The Musée Guimet in Paris, the world’s best-known museum devoted exclusively to Asian art, brings its 10th Indian Summer cinema festival to a close on Wednesday marking the end of a two-month-long celebration of India’s century-old love affair with films.

“It was our 10th anniversary and the 100th anniversary of Indian cinema and the choice of Shyam Benegal’s film Bhumika to close the festival was fitting. It’s about cinema, the story of a strong Indian woman, Hansa Wadkar, and it is at the same time a homage to Smita Patil, the film’s extraordinary heroine. As a director, Shyam Benegal has made a unique contribution to Indian cinema, treading a new path between cinema d’auteur and commercial cinema,” Martine Armand in charge of the festival’s programming told The Hindu.

The festival has screened a vast panorama of Indian films since September, especially landmark pictures like Dadasaheb Phalke’s earliest fictions made as of 1913, Mother India,Aawara , Sholay , Mughal-e-Azam , films from Bengal, Kerala, Tamil Nadu and Bollywood. It has run to packed audiences with persons crowding the aisles and many cinephiles being turned away for want of space. “The response has been overwhelming. We had films by all the masters, old and new, from Dadasaheb Phalke to Ray, Ritwik Ghatak, Raj Kapoor, Ramesh Sippy, K. Asif, Mehboob Khan, Amir Khan, Mani Ratnam, Adoor Gopalkrsihnan, and several others too numerous to mention. It has been a very gratifying experience,” Ms. Armand said.

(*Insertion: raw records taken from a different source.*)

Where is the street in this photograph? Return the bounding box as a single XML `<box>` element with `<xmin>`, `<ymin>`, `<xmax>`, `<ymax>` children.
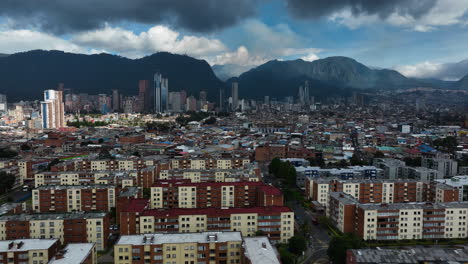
<box><xmin>288</xmin><ymin>200</ymin><xmax>331</xmax><ymax>264</ymax></box>
<box><xmin>262</xmin><ymin>163</ymin><xmax>331</xmax><ymax>263</ymax></box>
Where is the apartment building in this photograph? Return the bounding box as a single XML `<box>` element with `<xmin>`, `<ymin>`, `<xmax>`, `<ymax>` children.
<box><xmin>157</xmin><ymin>168</ymin><xmax>260</xmax><ymax>183</ymax></box>
<box><xmin>296</xmin><ymin>166</ymin><xmax>383</xmax><ymax>188</ymax></box>
<box><xmin>243</xmin><ymin>237</ymin><xmax>281</xmax><ymax>264</ymax></box>
<box><xmin>150</xmin><ymin>180</ymin><xmax>282</xmax><ymax>209</ymax></box>
<box><xmin>120</xmin><ymin>203</ymin><xmax>294</xmax><ymax>243</ymax></box>
<box><xmin>0</xmin><ymin>160</ymin><xmax>34</xmax><ymax>185</ymax></box>
<box><xmin>306</xmin><ymin>178</ymin><xmax>426</xmax><ymax>207</ymax></box>
<box><xmin>255</xmin><ymin>144</ymin><xmax>316</xmax><ymax>162</ymax></box>
<box><xmin>49</xmin><ymin>243</ymin><xmax>97</xmax><ymax>264</ymax></box>
<box><xmin>373</xmin><ymin>158</ymin><xmax>405</xmax><ymax>179</ymax></box>
<box><xmin>114</xmin><ymin>232</ymin><xmax>280</xmax><ymax>264</ymax></box>
<box><xmin>430</xmin><ymin>183</ymin><xmax>460</xmax><ymax>203</ymax></box>
<box><xmin>402</xmin><ymin>166</ymin><xmax>440</xmax><ymax>181</ymax></box>
<box><xmin>0</xmin><ymin>239</ymin><xmax>97</xmax><ymax>264</ymax></box>
<box><xmin>34</xmin><ymin>171</ymin><xmax>136</xmax><ymax>188</ymax></box>
<box><xmin>0</xmin><ymin>212</ymin><xmax>109</xmax><ymax>250</ymax></box>
<box><xmin>347</xmin><ymin>248</ymin><xmax>468</xmax><ymax>264</ymax></box>
<box><xmin>435</xmin><ymin>176</ymin><xmax>468</xmax><ymax>201</ymax></box>
<box><xmin>170</xmin><ymin>157</ymin><xmax>250</xmax><ymax>170</ymax></box>
<box><xmin>422</xmin><ymin>156</ymin><xmax>458</xmax><ymax>177</ymax></box>
<box><xmin>329</xmin><ymin>192</ymin><xmax>468</xmax><ymax>241</ymax></box>
<box><xmin>114</xmin><ymin>232</ymin><xmax>244</xmax><ymax>264</ymax></box>
<box><xmin>32</xmin><ymin>185</ymin><xmax>117</xmax><ymax>213</ymax></box>
<box><xmin>0</xmin><ymin>239</ymin><xmax>60</xmax><ymax>264</ymax></box>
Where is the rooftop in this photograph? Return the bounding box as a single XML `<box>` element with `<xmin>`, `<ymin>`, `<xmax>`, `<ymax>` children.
<box><xmin>116</xmin><ymin>231</ymin><xmax>242</xmax><ymax>246</ymax></box>
<box><xmin>243</xmin><ymin>237</ymin><xmax>280</xmax><ymax>264</ymax></box>
<box><xmin>36</xmin><ymin>184</ymin><xmax>114</xmax><ymax>190</ymax></box>
<box><xmin>49</xmin><ymin>243</ymin><xmax>95</xmax><ymax>264</ymax></box>
<box><xmin>349</xmin><ymin>248</ymin><xmax>468</xmax><ymax>263</ymax></box>
<box><xmin>0</xmin><ymin>211</ymin><xmax>107</xmax><ymax>221</ymax></box>
<box><xmin>141</xmin><ymin>206</ymin><xmax>292</xmax><ymax>217</ymax></box>
<box><xmin>0</xmin><ymin>239</ymin><xmax>58</xmax><ymax>252</ymax></box>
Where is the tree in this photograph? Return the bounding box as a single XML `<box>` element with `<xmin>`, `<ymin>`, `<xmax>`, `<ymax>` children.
<box><xmin>255</xmin><ymin>230</ymin><xmax>266</xmax><ymax>236</ymax></box>
<box><xmin>338</xmin><ymin>159</ymin><xmax>349</xmax><ymax>168</ymax></box>
<box><xmin>20</xmin><ymin>144</ymin><xmax>31</xmax><ymax>151</ymax></box>
<box><xmin>143</xmin><ymin>188</ymin><xmax>151</xmax><ymax>199</ymax></box>
<box><xmin>279</xmin><ymin>247</ymin><xmax>296</xmax><ymax>264</ymax></box>
<box><xmin>0</xmin><ymin>148</ymin><xmax>18</xmax><ymax>158</ymax></box>
<box><xmin>46</xmin><ymin>158</ymin><xmax>60</xmax><ymax>171</ymax></box>
<box><xmin>98</xmin><ymin>148</ymin><xmax>112</xmax><ymax>159</ymax></box>
<box><xmin>288</xmin><ymin>235</ymin><xmax>307</xmax><ymax>255</ymax></box>
<box><xmin>269</xmin><ymin>158</ymin><xmax>281</xmax><ymax>175</ymax></box>
<box><xmin>0</xmin><ymin>172</ymin><xmax>16</xmax><ymax>193</ymax></box>
<box><xmin>286</xmin><ymin>165</ymin><xmax>297</xmax><ymax>186</ymax></box>
<box><xmin>203</xmin><ymin>116</ymin><xmax>216</xmax><ymax>125</ymax></box>
<box><xmin>432</xmin><ymin>136</ymin><xmax>458</xmax><ymax>153</ymax></box>
<box><xmin>327</xmin><ymin>233</ymin><xmax>365</xmax><ymax>264</ymax></box>
<box><xmin>374</xmin><ymin>151</ymin><xmax>385</xmax><ymax>158</ymax></box>
<box><xmin>299</xmin><ymin>223</ymin><xmax>312</xmax><ymax>238</ymax></box>
<box><xmin>350</xmin><ymin>153</ymin><xmax>367</xmax><ymax>166</ymax></box>
<box><xmin>307</xmin><ymin>157</ymin><xmax>318</xmax><ymax>166</ymax></box>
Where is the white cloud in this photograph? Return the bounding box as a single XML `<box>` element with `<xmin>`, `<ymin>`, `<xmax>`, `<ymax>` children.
<box><xmin>301</xmin><ymin>53</ymin><xmax>319</xmax><ymax>62</ymax></box>
<box><xmin>0</xmin><ymin>21</ymin><xmax>322</xmax><ymax>68</ymax></box>
<box><xmin>329</xmin><ymin>0</ymin><xmax>468</xmax><ymax>31</ymax></box>
<box><xmin>329</xmin><ymin>10</ymin><xmax>379</xmax><ymax>29</ymax></box>
<box><xmin>395</xmin><ymin>59</ymin><xmax>468</xmax><ymax>81</ymax></box>
<box><xmin>396</xmin><ymin>61</ymin><xmax>444</xmax><ymax>78</ymax></box>
<box><xmin>210</xmin><ymin>46</ymin><xmax>268</xmax><ymax>66</ymax></box>
<box><xmin>0</xmin><ymin>29</ymin><xmax>85</xmax><ymax>54</ymax></box>
<box><xmin>72</xmin><ymin>25</ymin><xmax>227</xmax><ymax>59</ymax></box>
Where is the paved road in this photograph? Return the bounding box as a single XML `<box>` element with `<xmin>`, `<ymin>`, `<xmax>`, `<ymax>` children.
<box><xmin>288</xmin><ymin>200</ymin><xmax>331</xmax><ymax>264</ymax></box>
<box><xmin>262</xmin><ymin>163</ymin><xmax>331</xmax><ymax>263</ymax></box>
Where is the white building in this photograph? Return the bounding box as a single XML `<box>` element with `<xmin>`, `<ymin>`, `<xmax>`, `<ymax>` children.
<box><xmin>41</xmin><ymin>89</ymin><xmax>65</xmax><ymax>129</ymax></box>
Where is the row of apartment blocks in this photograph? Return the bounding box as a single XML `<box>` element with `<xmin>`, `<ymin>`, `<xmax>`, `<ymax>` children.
<box><xmin>294</xmin><ymin>165</ymin><xmax>383</xmax><ymax>187</ymax></box>
<box><xmin>35</xmin><ymin>167</ymin><xmax>157</xmax><ymax>188</ymax></box>
<box><xmin>254</xmin><ymin>143</ymin><xmax>317</xmax><ymax>162</ymax></box>
<box><xmin>34</xmin><ymin>166</ymin><xmax>261</xmax><ymax>189</ymax></box>
<box><xmin>150</xmin><ymin>180</ymin><xmax>283</xmax><ymax>209</ymax></box>
<box><xmin>157</xmin><ymin>167</ymin><xmax>261</xmax><ymax>183</ymax></box>
<box><xmin>329</xmin><ymin>192</ymin><xmax>468</xmax><ymax>241</ymax></box>
<box><xmin>120</xmin><ymin>199</ymin><xmax>294</xmax><ymax>244</ymax></box>
<box><xmin>114</xmin><ymin>232</ymin><xmax>280</xmax><ymax>264</ymax></box>
<box><xmin>306</xmin><ymin>178</ymin><xmax>429</xmax><ymax>207</ymax></box>
<box><xmin>51</xmin><ymin>156</ymin><xmax>251</xmax><ymax>172</ymax></box>
<box><xmin>32</xmin><ymin>184</ymin><xmax>118</xmax><ymax>213</ymax></box>
<box><xmin>0</xmin><ymin>212</ymin><xmax>109</xmax><ymax>250</ymax></box>
<box><xmin>374</xmin><ymin>157</ymin><xmax>459</xmax><ymax>179</ymax></box>
<box><xmin>35</xmin><ymin>170</ymin><xmax>147</xmax><ymax>188</ymax></box>
<box><xmin>0</xmin><ymin>239</ymin><xmax>96</xmax><ymax>264</ymax></box>
<box><xmin>305</xmin><ymin>177</ymin><xmax>466</xmax><ymax>207</ymax></box>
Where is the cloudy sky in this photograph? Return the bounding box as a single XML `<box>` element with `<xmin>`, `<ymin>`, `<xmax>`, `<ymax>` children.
<box><xmin>1</xmin><ymin>0</ymin><xmax>468</xmax><ymax>80</ymax></box>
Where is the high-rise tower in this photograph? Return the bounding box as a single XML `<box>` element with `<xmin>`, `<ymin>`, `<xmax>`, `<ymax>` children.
<box><xmin>154</xmin><ymin>73</ymin><xmax>169</xmax><ymax>113</ymax></box>
<box><xmin>41</xmin><ymin>89</ymin><xmax>65</xmax><ymax>129</ymax></box>
<box><xmin>231</xmin><ymin>82</ymin><xmax>239</xmax><ymax>111</ymax></box>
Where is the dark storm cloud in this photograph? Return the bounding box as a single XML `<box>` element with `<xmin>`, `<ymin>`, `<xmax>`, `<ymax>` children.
<box><xmin>0</xmin><ymin>0</ymin><xmax>260</xmax><ymax>34</ymax></box>
<box><xmin>285</xmin><ymin>0</ymin><xmax>438</xmax><ymax>20</ymax></box>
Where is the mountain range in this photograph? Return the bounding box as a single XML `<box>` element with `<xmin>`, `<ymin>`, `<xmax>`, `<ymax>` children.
<box><xmin>0</xmin><ymin>50</ymin><xmax>223</xmax><ymax>101</ymax></box>
<box><xmin>0</xmin><ymin>50</ymin><xmax>466</xmax><ymax>102</ymax></box>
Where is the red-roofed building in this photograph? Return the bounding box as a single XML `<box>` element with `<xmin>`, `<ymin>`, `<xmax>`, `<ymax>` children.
<box><xmin>150</xmin><ymin>181</ymin><xmax>283</xmax><ymax>209</ymax></box>
<box><xmin>120</xmin><ymin>206</ymin><xmax>294</xmax><ymax>243</ymax></box>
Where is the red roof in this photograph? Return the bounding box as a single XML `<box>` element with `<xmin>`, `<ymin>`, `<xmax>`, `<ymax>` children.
<box><xmin>258</xmin><ymin>185</ymin><xmax>282</xmax><ymax>195</ymax></box>
<box><xmin>123</xmin><ymin>198</ymin><xmax>149</xmax><ymax>213</ymax></box>
<box><xmin>142</xmin><ymin>206</ymin><xmax>292</xmax><ymax>217</ymax></box>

Shyam Benegal — whose cycle of films chronicling the lives of Muslim families in India including Mammo , Zubeida, or Well Done Abba were screened along with his more political work like The Making of the Mahatma — said that Paris held a particular fascination for him as a city of cinegoers.

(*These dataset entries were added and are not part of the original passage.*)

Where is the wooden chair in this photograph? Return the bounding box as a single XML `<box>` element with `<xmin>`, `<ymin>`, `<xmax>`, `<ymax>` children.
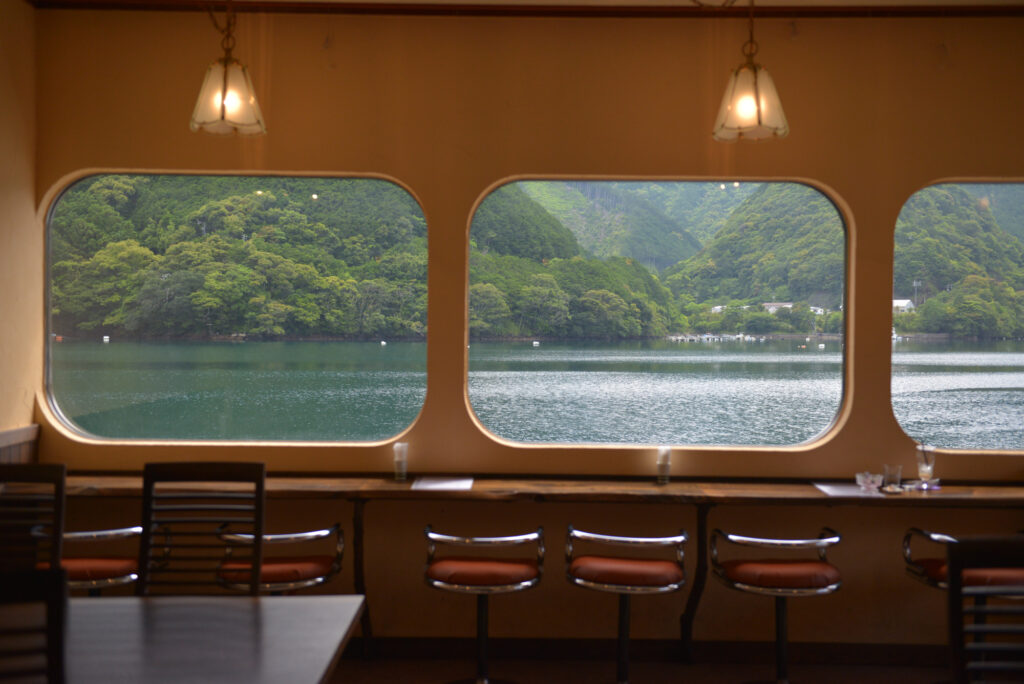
<box><xmin>0</xmin><ymin>464</ymin><xmax>65</xmax><ymax>572</ymax></box>
<box><xmin>218</xmin><ymin>521</ymin><xmax>344</xmax><ymax>594</ymax></box>
<box><xmin>1</xmin><ymin>463</ymin><xmax>140</xmax><ymax>595</ymax></box>
<box><xmin>947</xmin><ymin>536</ymin><xmax>1024</xmax><ymax>683</ymax></box>
<box><xmin>424</xmin><ymin>525</ymin><xmax>544</xmax><ymax>684</ymax></box>
<box><xmin>0</xmin><ymin>568</ymin><xmax>67</xmax><ymax>683</ymax></box>
<box><xmin>136</xmin><ymin>462</ymin><xmax>266</xmax><ymax>595</ymax></box>
<box><xmin>565</xmin><ymin>525</ymin><xmax>687</xmax><ymax>684</ymax></box>
<box><xmin>711</xmin><ymin>527</ymin><xmax>841</xmax><ymax>684</ymax></box>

“Nowhere else have I encountered a city with such an appetite for cinema. Cultural walls just crumble here. The audiences are receptive as nowhere else in the world. There appears to be no barriers, either of language or culture, between Parisians and the films they flock to watch in such large numbers. It’s a pleasure to be here,” Mr. Benegal told The Hindu .

The Director, who is currently working on a ten-part mini-series on the making of the Indian Constitution, said he was astounded by the level and quality of parliamentary discourse in newly independent India.

“Our Constitution is a beautiful document. I was a parliamentarian myself for six years and I realised how little our lawmakers had bothered to study this document. I shall be happy if this mini-series contributes to Indians’ knowledge of this extraordinary document, which is both a stable foundation and a guide for our democracy and how it should be practiced,” Mr. Benegal said.